Case-003 Combat Ghost

01

 焼け付くような殺人衝動を己の内に感じる。

 雨が降り続いている。表通りを走る車のヘッドライトが切り裂くように路地を照らす。人通りはない。ここならば殺せると、極端に薄まった理性で辛うじて判断する。

 高度に電子化した全身が、周辺のカメラの位置を探り当て、映し出される映像を予測して表示させる。音響センサー、光学センサーの類はない。神経質なまでに周辺の警戒をするのは、生前の俺の習性なのだろう。自分を抑制し、確実に目的を達成する。だが、ああ、耐えきれないほどの、狂おしいほどの衝動が、理性や感情の一切を吹き払おうと荒れ狂っている。

 まだか。

 早く来い。

 圧力が高まり続ける気体を、無理やり器の中に閉じ込め続けているような気分だ。暴発しそうな性欲を押し留め続けているとでも言おうか。本来ならば浮かんで当然のはずの疑問や不安などはない。飢餓状態の獣のようにその時を待った。

 来た。

 傘を差して歩く人型だ。身長は一四〇センチほど。女だ。手提げ袋を左手に持っている。

 理性が弾けた。鋼鉄の肉体が躍動する。路面が砕けるほどの速さで女に肉薄し、獣が牙を剥くように、背中にかけていたブレードを縦横無尽に翻す。

 僅かな抵抗感の後に、鏡のような切断面が現れる。瞬く間に女の形をしていたものが無数の部品となって宙に浮かび、路面に散らばった。

 白い内部液が血溜まりのように広がる。

 僅かなスパークを散らす、一瞬前まで女の形をしていた断片を見下ろしながら、俺は漂白されるような快感を貪った。
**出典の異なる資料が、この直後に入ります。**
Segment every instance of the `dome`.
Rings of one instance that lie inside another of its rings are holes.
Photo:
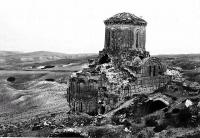
[[[104,21],[105,25],[109,24],[131,24],[131,25],[147,25],[147,22],[131,13],[118,13],[113,17]]]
 脳の芯を直接焼かれるような快感だ。これまでの全てがどうでも良くなるような陶酔感だ。俺という存在はこの快感を味わうためだけにあるのだ。気分がいい。爽快だ。この快感だけがあれば良いのだ。他の全ての感覚が遠ざかり、絶頂の数秒を味わった。

 快楽の波が引いて、安堵した。

 ああ、良かった。今回も俺は正しく選ぶことができた。

 白だ。赤ではない。内部液なのだ。人が流す鮮血ではない。

 殺さずに済んだのだ。俺は。

 矛盾した思考の中で神に祈る。

 終わらせてくれ。全てを押し流す快楽よりも早く、俺自身を殺してくれ。